O Sr. Tomé e o Pedro
Há um ano e um dia, sentado no sofá falei pela primeira vez mais de vinte segundos com o senhor Tomé; dezenas de vezes durante mais de 20 anos, nunca tinha acontecido. Mas desta vez, no meio da confusão, de repente, ficámos os dois em frente um do outro e por motivos insondáveis resolvi não me escapulir. Ouvi histórias da tropa que ele fez nos Açores, “Ficávamos dentro de uns buracos a vigiar a praia”, de como tinha sido conhecido a mulher, “Sempre a amei muito”. Lembrei-lhe que ele me tinha feito uma torre de madeira, para substituir a peça perdida de um jogo de xadrez; “Sim, eu era muito bom a fazer coisas em Madeira. O crucifixo que tenho no meu quarto também fui eu que fiz”.
Chegou a comida, e a algazarra de muita gente. “A família está a crescer e já não cabemos todos!” A Marta (vinda da Holanda), o César (pela primeira vez num jantar de família) e o Pedro (uma adição recente) esgotavam a pool de cadeiras.
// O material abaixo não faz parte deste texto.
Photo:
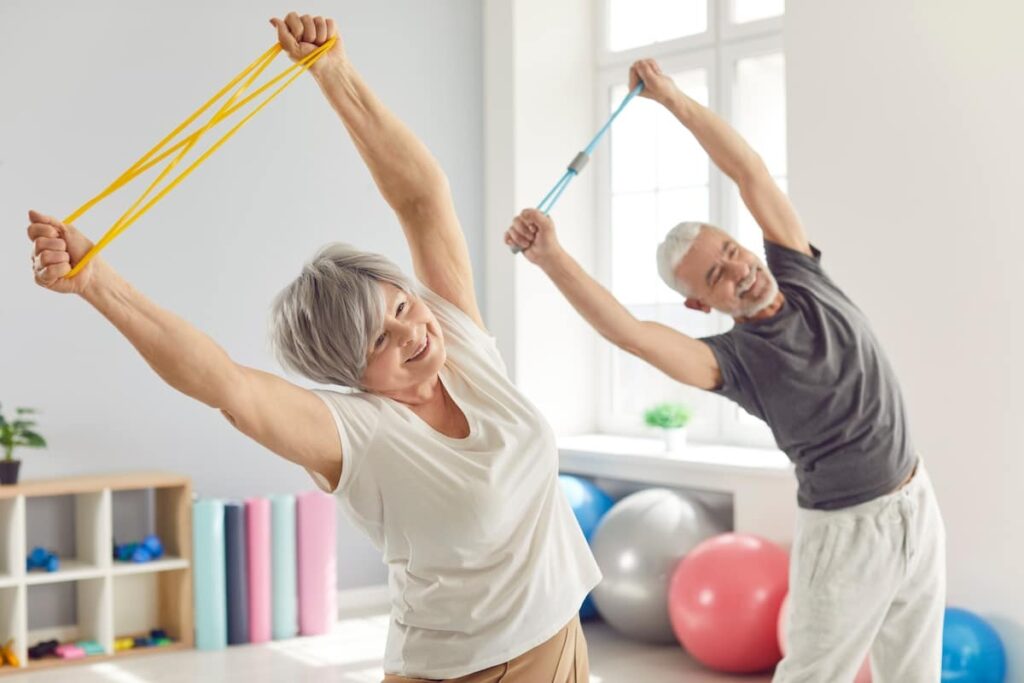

Pensei que o Senhor Tomé não ia encher aqueles jantares durante muito mais tempo. E senti, no momentâneo abrandar do ruído, que não tinha sido o único a pensar nisso.
O Senhor Tomé morreu passados uns dias. E a foto do post (com o Pedro) é provavelmente a última que tirou. A alegria dos nascimentos, as tristezas das mortes, o poder da vida.